Wenn Gott als der einzige Schöpfer des Menschen anerkannt wird – jedes Menschen, was auch immer sein religiöses Bekenntnis, seine gesellschaftliche Stellung oder seine politische Meinung sein mag –, wird jeder den anderen in seiner Einmaligkeit und Unterschiedlichkeit respektieren.

Vor Gott gibt es keine Kategorien oder Hierarchien, höher oder niedriger, Herrscher oder Untertanen. Für ihn existiert nur der Mensch, den er aus Liebe geschaffen hat und der in Familie und Gesellschaft in brüderlicher Harmonie leben soll. Die Entdeckung des weisen Plans Gottes für den Menschen führt diesen dazu, die Liebe Gottes anzuerkennen. Für die Gläubigen oder die Menschen guten Willens kann sich die Lösung menschlicher Konflikte, wie die schwierige Koexistenz verschiedener Religionen, in ein menschliches Zusammenleben verwandeln, in einer Ordnung voller Güte und Weisheit, die ihren Ursprung und ihre Dynamik aus Gott haben. Dieses Zusammenleben in der Achtung vor der Natur der Dinge und der ihr innewohnenden Weisheit, die von Gott kommt – die »tranquillitas ordinis« –, trägt den Namen »Frieden«. Der interreligiöse Dialog leistet seinen besonderen Beitrag zu dieser schrittweisen Entwicklung, die eine Herausforderung ist für die unmittelbaren politischen und ökonomischen menschlichen Interessen. Manchmal ist es für die Welt der Politik und der Wirtschaft schwierig, dem Menschen den ersten Platz einzuräumen; und noch schwerer fällt es ihr, die Wichtigkeit und Notwendigkeit des Religiösen in Betracht zu ziehen und zuzugeben sowie der Religion ihre wahre Natur und ihren Platz im öffentlichen Bereich zuzusichern. Der so sehr erhoffte Frieden wird nur entstehen aus dem gemeinsamen Handeln des einzelnen – der seine wahre Natur in Gott entdeckt – und der zivilen und religiösen Führungspersönlichkeiten, die – in der Achtung der Würde und des Glaubens eines jeden – die edle und authentische Rolle der Religion für die Erfüllung und Vollendung der menschlichen Person zu erkennen wissen und sie ihr zugestehen. Es handelt sich hier um eine globale Wiederzusammenführung des Zeitlichen und des Geistigen, die einen Neuanfang in Richtung des Friedens ermöglichen wird, der nach Gottes Wunsch universal sein soll.

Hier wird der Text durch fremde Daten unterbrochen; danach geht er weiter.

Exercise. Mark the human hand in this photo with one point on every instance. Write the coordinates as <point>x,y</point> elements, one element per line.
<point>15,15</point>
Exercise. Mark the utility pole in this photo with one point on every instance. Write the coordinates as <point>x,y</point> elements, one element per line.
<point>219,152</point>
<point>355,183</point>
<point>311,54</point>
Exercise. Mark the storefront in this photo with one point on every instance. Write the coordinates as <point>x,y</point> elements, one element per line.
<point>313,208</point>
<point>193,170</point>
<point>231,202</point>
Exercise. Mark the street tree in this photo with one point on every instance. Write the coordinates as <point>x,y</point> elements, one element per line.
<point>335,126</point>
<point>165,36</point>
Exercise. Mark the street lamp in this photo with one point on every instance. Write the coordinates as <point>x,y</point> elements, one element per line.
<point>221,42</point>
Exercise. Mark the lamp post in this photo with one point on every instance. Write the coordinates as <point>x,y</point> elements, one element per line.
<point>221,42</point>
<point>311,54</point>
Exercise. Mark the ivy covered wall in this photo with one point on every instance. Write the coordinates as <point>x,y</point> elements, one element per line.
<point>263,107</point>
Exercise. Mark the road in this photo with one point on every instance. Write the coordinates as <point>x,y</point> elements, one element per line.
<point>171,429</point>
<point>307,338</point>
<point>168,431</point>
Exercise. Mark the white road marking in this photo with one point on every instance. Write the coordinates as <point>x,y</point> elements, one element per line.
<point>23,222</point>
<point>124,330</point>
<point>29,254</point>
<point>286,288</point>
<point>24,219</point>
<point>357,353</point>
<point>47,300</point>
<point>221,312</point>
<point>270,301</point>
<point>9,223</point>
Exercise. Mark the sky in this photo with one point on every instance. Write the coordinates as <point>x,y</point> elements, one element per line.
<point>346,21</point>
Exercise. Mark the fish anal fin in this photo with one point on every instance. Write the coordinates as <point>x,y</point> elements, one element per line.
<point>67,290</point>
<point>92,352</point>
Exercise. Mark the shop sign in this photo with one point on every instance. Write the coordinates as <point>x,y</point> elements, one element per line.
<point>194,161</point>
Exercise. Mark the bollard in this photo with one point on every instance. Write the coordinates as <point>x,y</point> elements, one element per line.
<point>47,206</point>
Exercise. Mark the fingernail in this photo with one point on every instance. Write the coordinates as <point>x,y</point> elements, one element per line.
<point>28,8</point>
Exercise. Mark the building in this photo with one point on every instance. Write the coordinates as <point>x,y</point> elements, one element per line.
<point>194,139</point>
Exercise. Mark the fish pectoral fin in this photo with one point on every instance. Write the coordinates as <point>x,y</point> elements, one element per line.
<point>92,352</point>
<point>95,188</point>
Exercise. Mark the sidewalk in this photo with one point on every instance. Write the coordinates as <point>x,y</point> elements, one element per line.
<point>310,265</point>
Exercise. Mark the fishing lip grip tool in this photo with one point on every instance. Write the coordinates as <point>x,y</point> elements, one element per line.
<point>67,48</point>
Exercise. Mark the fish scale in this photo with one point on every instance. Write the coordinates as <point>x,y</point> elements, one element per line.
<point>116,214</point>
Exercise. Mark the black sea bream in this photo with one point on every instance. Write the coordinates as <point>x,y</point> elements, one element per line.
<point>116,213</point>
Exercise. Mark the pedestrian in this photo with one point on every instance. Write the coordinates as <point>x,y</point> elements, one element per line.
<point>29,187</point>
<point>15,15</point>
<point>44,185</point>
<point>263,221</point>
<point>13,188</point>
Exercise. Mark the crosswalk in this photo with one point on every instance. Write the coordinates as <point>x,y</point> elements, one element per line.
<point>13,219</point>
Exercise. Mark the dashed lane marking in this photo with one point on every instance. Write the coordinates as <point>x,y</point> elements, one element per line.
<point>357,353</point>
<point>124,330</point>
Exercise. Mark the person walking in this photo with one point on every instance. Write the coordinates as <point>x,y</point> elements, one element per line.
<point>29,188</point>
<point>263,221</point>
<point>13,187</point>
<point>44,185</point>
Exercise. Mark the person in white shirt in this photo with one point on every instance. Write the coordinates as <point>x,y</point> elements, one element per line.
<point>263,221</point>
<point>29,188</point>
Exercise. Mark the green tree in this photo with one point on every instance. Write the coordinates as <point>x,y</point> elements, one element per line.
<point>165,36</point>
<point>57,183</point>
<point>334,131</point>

Meine Herren Botschafter, Ihre Mission beim Heiligen Stuhl hat soeben begonnen. Bei meinen Mitarbeitern werden Sie die notwendige Unterstützung finden, um diese Mission gut zu erfüllen. Erneut spreche ich Ihnen von Herzen meine besten Wünsche aus für eine erfolgreiche Arbeit in ihrem so schwierigen Amt. Möge der Allmächtige Sie stützen und begleiten, Sie selbst wie auch Ihre Angehörigen, Ihre Mitarbeiter und alle Ihre Landsleute! Möge Gott Sie mit der Fülle seines Segens reich beschenken!